Stochastic versus deterministic variability in simple neuronal circuits: I. Monosynaptic spinal cord reflexes.

Long time series of monosynaptic Ia-afferent to alpha-motoneuron reflexes were recorded in the L7 or S1 ventral roots in the cat. Time series were collected before and after spinalization at T13 during constant amplitude stimulations of group Ia muscle afferents in the triceps surae muscle nerves. Using autocorrelation to analyze the linear correlation in the time series demonstrated oscillations in the decerebrate state (4/4) that were eliminated after spinalization (5/5). Three tests for determinism were applied to these series: 1) local flow, 2) local dispersion, and 3) nonlinear prediction. These algorithms were validated with time series generated from known deterministic equations. For each experimental and theoretical time series used, matched time-series of stochastic surrogate data were generated to serve as mathematical and statistical controls.
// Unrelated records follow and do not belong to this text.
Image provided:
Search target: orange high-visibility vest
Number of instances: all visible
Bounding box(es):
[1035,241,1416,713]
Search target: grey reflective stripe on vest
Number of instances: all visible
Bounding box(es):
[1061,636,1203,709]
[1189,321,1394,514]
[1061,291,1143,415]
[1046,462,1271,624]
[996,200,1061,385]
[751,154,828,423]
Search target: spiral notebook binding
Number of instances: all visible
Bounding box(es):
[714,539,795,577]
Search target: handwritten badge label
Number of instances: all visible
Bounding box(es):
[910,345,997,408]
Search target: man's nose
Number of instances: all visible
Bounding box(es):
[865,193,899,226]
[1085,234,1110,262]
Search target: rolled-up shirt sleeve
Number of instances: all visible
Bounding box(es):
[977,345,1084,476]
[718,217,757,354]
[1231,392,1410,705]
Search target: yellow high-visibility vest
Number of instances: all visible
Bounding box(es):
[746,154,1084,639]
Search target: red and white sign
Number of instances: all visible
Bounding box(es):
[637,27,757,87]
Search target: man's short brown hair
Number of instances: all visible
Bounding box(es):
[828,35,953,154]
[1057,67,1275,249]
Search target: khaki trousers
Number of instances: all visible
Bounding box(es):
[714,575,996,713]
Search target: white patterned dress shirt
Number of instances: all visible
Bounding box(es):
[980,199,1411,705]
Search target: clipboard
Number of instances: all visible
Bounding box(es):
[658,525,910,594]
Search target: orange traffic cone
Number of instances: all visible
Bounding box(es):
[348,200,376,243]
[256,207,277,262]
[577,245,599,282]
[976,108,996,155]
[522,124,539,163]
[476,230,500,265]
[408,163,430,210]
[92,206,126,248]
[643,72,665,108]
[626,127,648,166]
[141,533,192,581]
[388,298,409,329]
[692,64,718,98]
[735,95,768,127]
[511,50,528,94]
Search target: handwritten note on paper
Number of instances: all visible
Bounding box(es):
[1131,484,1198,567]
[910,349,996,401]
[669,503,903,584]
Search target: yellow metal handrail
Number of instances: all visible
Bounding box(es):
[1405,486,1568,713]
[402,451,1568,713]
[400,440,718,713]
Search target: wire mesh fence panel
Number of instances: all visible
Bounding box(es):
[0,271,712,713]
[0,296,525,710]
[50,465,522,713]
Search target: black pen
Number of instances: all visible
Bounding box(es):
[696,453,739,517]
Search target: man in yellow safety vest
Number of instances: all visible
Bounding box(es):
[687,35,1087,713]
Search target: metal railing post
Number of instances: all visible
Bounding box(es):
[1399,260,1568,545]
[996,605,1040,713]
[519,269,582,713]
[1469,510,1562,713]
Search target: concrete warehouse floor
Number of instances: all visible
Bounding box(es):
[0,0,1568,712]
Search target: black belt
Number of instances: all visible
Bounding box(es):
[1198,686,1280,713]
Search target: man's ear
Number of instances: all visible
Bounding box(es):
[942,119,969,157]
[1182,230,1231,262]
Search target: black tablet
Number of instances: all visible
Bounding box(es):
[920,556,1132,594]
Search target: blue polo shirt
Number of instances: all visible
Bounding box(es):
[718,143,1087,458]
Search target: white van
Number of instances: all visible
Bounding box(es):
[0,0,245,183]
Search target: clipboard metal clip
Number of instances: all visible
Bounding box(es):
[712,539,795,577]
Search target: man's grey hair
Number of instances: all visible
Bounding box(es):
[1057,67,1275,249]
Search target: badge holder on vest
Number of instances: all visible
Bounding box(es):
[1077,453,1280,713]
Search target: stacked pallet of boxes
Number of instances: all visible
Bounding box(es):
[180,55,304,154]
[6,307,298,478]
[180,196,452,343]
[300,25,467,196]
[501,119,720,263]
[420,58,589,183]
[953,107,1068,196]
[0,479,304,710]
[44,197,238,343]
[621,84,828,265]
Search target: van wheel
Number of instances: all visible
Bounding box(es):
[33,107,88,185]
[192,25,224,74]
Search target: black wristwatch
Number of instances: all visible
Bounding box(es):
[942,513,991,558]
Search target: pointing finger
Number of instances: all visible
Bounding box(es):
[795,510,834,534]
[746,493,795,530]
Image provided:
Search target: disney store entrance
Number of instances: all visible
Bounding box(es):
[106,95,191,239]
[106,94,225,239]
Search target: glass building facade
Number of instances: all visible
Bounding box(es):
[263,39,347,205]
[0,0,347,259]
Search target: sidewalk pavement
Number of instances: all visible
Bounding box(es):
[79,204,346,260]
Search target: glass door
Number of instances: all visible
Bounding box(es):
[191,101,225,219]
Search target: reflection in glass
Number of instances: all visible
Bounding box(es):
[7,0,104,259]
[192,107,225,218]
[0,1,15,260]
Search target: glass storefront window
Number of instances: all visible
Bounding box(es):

Two of the time series collected in the decerebrate state (2/4) demonstrated evidence for deterministic structure. This structure could not be accounted for by the autocorrelation in the data, and was abolished following spinalization. None of the time series collected in the spinalized state (0/5) demonstrated evidence of determinism. Although monosynaptic reflex variability is generally stochastic in the spinalized state, this simple driven system may display deterministic behavior in the decerebrate state.